Вдруг деревянная калитка, выходившая на дорогу, открылась и к дому направилась странного вида особа. Очень сухопарая, очень долговязая, она была так стянута шотландской шалью в красную клетку, что могло показаться, будто у нее нет рук, если бы на уровне бедер не высовывалась костлявая кисть, державшая типичный для туристов белый зонтик. Подпрыгивавшие при каждом ее шаге седые букли окаймляли физиономию мумии, вид которой невольно напомнил мне копченую селедку в папильотках. Она прошла мимо меня торопливо, потупив глаза, и скрылась в домишке.

Столь диковинное явление развлекло меня; несомненно, это была моя соседка, «англичанка в летах», о которой говорила хозяйка.

В тот день я больше не видел ее.
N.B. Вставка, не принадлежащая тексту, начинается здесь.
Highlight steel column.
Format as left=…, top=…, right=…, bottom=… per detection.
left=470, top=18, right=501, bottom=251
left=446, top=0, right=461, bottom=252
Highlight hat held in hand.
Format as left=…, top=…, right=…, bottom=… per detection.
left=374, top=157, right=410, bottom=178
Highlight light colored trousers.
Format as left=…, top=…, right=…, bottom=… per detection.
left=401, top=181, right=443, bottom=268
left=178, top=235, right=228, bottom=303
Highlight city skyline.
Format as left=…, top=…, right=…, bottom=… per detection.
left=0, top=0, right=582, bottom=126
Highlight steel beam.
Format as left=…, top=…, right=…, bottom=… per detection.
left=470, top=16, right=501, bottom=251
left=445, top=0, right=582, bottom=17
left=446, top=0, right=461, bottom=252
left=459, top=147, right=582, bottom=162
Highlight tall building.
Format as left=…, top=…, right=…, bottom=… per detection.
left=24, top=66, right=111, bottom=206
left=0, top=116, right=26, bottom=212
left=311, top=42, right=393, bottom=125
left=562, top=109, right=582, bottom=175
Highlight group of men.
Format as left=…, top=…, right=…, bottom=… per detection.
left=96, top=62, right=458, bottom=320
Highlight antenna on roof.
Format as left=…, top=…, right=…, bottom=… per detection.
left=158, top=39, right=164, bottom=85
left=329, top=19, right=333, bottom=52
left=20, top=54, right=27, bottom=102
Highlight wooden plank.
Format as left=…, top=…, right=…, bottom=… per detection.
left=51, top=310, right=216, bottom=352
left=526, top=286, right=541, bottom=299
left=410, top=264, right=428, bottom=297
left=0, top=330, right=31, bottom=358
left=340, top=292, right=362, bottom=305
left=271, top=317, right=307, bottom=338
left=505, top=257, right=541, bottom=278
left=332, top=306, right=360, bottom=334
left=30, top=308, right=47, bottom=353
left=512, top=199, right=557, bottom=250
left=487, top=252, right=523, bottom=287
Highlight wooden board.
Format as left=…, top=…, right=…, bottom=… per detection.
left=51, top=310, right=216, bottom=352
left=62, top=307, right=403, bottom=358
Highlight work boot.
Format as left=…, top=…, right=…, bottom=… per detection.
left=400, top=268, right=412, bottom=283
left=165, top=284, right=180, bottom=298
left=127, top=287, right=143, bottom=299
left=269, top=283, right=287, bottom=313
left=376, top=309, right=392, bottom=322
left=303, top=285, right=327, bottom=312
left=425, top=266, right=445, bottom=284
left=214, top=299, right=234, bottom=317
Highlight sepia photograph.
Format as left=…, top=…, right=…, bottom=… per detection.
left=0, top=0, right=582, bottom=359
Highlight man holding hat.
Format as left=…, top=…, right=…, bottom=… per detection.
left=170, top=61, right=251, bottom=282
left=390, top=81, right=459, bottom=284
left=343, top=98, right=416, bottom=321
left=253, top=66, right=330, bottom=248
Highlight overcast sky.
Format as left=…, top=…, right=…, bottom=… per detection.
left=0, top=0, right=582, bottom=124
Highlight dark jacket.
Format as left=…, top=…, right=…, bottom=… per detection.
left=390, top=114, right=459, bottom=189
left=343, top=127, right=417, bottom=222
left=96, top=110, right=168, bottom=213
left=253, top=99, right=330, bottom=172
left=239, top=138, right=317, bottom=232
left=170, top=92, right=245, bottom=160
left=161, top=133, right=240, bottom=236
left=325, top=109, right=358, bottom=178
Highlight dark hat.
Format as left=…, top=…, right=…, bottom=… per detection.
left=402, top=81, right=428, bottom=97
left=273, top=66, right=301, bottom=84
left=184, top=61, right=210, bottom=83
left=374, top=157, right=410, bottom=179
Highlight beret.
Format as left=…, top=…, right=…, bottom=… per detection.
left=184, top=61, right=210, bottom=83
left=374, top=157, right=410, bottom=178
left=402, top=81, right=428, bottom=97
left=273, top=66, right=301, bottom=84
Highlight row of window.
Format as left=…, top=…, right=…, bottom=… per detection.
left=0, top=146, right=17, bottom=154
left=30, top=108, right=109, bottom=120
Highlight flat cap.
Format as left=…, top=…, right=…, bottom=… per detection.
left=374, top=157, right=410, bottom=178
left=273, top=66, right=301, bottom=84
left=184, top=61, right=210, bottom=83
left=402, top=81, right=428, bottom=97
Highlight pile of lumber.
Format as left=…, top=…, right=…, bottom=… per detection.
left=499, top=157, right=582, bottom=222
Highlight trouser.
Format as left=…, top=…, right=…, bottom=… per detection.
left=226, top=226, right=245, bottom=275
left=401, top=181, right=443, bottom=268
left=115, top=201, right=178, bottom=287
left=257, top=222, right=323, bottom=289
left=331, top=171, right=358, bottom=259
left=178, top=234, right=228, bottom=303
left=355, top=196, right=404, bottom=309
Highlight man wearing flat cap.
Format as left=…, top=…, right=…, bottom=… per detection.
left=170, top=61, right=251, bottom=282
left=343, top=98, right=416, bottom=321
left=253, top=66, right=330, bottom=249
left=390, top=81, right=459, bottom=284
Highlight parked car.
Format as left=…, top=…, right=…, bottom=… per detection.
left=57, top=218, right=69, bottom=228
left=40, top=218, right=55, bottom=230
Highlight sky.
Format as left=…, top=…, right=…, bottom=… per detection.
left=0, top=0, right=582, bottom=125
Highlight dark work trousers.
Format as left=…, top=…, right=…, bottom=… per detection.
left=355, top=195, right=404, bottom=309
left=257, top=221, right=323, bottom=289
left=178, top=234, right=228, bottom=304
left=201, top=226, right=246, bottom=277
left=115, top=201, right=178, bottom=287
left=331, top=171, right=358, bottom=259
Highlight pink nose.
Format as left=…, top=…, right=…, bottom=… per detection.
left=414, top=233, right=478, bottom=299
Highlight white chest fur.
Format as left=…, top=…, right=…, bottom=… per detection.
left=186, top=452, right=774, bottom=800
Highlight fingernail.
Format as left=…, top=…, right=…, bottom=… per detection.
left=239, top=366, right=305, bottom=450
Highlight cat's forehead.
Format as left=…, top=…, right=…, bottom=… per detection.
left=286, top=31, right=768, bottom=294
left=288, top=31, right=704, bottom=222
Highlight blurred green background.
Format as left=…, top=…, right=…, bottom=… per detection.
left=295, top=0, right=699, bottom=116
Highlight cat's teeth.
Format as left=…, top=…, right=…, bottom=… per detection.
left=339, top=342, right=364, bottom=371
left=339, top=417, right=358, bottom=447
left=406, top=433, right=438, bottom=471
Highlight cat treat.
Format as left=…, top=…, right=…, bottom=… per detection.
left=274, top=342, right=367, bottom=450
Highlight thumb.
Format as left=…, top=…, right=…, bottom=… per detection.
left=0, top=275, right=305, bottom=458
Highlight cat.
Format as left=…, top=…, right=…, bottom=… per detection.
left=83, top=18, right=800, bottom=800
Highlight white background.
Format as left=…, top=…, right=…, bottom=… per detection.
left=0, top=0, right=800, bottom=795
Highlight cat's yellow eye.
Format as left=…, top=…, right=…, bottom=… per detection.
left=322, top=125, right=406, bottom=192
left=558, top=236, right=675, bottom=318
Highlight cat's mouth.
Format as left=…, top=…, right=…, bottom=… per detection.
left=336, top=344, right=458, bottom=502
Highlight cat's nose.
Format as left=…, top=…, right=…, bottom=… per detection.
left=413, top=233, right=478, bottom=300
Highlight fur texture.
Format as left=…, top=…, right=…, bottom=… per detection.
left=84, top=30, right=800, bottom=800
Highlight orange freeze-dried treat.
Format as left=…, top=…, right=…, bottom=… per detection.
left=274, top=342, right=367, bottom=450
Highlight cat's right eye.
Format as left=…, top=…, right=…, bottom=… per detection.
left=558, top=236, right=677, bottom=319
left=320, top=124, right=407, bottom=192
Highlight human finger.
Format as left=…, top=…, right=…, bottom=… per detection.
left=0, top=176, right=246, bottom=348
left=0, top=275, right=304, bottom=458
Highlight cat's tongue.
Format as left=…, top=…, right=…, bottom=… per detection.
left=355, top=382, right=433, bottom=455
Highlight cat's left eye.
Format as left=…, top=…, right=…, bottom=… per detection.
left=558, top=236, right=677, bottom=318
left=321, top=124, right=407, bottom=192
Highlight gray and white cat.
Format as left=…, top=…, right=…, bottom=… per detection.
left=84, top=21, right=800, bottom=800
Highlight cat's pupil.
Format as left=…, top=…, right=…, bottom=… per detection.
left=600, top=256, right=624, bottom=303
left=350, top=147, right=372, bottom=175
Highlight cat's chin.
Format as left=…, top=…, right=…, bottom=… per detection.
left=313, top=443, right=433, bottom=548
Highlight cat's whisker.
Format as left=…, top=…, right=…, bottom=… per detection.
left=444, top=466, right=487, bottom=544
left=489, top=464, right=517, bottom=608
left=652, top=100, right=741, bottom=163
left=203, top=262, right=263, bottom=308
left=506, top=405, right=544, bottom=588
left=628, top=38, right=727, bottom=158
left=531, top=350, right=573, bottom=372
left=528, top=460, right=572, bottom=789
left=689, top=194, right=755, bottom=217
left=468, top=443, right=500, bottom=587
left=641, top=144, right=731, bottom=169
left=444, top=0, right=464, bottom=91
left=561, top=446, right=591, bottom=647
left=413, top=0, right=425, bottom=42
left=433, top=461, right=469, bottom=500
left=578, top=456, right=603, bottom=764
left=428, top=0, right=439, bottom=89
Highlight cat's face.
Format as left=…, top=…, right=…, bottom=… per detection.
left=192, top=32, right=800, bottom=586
Наутро, едва я расположился писать посреди знакомой вам живописной долины, которая тянется вплоть до Этрета, как, подняв глаза, увидел на гребне холма странный предмет – нечто вроде флагштока. Это была она. Заметив меня, она исчезла.

В полдень я вернулся к завтраку и уселся за общий стол, чтобы свести знакомство со старой чудачкой. Но она не откликалась на мои любезности, оставалась равнодушна ко всяческим знакам внимания. Я предупредительно наливал ей воды, усердно передавал кушанья. Единственным выражением благодарности был едва заметный кивок да несколько английских слов, сказанных так тихо, что я не мог расслышать их.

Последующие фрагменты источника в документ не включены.